Draining inventories
With production off slightly and final demand up sharply, the arithmetic points to one clear outcome: inventories must have plunged. Aside from the second quarter of last year, when manufacturers were forced to shut down their entire operations for almost two months, inventories posted by far the largest reduction over the past decade (Exhibit 1).
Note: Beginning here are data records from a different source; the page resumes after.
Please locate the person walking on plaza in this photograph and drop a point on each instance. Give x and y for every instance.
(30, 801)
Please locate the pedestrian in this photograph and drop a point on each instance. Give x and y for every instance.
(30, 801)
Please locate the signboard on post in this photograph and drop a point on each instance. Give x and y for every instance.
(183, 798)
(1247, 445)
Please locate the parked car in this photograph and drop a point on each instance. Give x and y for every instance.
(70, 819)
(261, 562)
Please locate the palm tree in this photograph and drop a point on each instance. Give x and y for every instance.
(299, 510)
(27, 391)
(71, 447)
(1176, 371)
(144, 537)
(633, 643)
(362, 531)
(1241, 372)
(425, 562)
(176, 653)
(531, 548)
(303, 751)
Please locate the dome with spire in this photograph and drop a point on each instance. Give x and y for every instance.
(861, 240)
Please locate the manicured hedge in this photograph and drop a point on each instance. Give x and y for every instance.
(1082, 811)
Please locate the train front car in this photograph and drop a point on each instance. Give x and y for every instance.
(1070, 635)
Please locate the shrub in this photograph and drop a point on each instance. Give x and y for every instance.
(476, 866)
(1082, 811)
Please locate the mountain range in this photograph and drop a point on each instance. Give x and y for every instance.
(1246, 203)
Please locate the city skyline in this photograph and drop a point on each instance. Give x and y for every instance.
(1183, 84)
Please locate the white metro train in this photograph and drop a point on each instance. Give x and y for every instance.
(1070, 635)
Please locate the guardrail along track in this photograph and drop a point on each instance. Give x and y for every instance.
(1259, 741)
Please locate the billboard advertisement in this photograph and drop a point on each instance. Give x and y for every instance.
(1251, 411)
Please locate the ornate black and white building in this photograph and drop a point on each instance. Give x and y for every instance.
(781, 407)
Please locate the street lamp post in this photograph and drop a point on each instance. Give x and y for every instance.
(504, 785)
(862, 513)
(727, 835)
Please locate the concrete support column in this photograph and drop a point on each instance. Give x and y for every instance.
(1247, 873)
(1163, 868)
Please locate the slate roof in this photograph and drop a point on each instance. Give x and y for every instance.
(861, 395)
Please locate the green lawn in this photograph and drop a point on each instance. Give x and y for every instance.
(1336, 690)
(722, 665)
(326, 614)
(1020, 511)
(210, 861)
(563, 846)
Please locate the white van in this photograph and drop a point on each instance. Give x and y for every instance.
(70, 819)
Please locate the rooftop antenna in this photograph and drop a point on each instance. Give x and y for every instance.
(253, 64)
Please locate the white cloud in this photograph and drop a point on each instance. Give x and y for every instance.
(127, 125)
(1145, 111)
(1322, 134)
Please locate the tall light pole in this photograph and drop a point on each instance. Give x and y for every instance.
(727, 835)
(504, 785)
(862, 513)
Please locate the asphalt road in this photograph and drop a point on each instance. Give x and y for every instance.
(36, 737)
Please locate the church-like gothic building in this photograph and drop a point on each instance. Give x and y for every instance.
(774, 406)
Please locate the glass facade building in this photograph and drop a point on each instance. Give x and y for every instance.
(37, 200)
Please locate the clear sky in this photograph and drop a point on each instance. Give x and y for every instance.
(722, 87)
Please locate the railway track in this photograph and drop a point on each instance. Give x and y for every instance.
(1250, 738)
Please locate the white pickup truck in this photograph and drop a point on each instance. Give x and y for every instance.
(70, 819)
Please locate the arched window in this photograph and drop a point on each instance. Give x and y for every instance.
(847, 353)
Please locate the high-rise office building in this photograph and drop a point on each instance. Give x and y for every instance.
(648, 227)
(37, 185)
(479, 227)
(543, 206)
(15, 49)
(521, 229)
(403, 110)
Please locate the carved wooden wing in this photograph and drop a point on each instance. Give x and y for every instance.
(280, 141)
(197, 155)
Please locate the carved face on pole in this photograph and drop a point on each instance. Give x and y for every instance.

Exhibit 1: Quarterly change in motor vehicle inventories
Source: BEA.
In fact, the BEA recorded a $73 billion annualized drop in new motor vehicle inventories, accounting for more than 80% of the $90 billion decline in overall inventories in nominal terms for the quarter. The contraction in new motor vehicle inventories represented a drag of about 1.3 percentage points on GDP growth.
What next?
As with so many other sectors of the economy, the next shoe to drop is likely to be a rise in prices. Up to now, shoppers have largely been forced to take a vehicle that has a different color or option package than they wanted. Or perhaps to put down a deposit and wait for a vehicle to be delivered to the dealer soon. However, as with housing and a number of other manufacturing industries, if the feeding frenzy continues, inventories will dwindle further, and dealers are likely to respond by raising prices to better ration their remaining stock. Furthermore, used vehicle prices, the obvious substitute for a scarce new vehicle, have been registering surging prices at wholesale auctions since the turn of the year and are likely to surge at the retail level over the next several months.
This is one high-profile example of what Chair Powell has labeled transitory forces likely to push inflation higher for a brief period. It remains to be seen how much longer the dislocations in the motor vehicle sector will persist and how bad they will get, but they are sure to continue to have a significant impact on the broad economic data, including GDP and inflation in the current quarter.